Rachel grows up in an affluent Florida suburb, the popular and protected daughter of two doting parents. Andy grows up poor in Philadelphia with a single mom and a rare talent for running.
Yet, over the next three decades, Andy and Rachel will meet again and again—linked by chance, history, and the memory of the first time they met, a night that changed the course of both of their lives.
Opening lines:
“‘Rachel?’’
“I don’t answer. I shut my eyes and hold my breath and hope whoever it is will think I’m not here and just go home.
“Knock knock knock, and then my name again. ‘Rachel, are you in there?’

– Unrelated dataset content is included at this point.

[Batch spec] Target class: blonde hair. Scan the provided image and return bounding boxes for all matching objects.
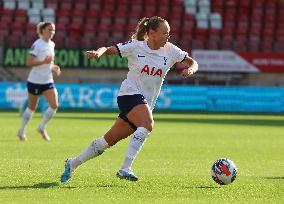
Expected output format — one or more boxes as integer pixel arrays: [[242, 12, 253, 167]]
[[36, 22, 54, 37], [131, 16, 167, 41]]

“I twist myself more deeply into the sheets. The sheets are fancy linen, part of the wedding haul, and they’ve gotten silkier with every trip through the washing machine. I pull the pillow over my head, noting that the pillowcase has acquired a not-so-fresh smell. This is probably related to my not having showered for the last three days. I have left the bed only to use the toilet and scoop and handful of water from the bathroom sink into my mouth. On the table next to my bed is a sleeve of Thin Mint cookies that I retrieved from the freezer, and a bag of Milanos for when I finish the Thin Mints. It’s spring, and sunny and mild, but I’ve pulled my windows shut. drawing my shades so I can’t see the mom brigade ostentatiously wheeling their oversized strollers down the street, and the forty-year-old guys with expensive suede sneakers and facial hair as carefully tended as bonsai tweeting while they walk, or the tourists snapping selfies at the snout-to-tail restaurants where everything’s organic and locally sourced. The bedroom is dark, the doors are locked; my daughters are elsewhere. Lying on these soft sheets that smell of our commingled sweat, hair and skin and the sex we had two weeks ago, it’s almost like not being alive at all.”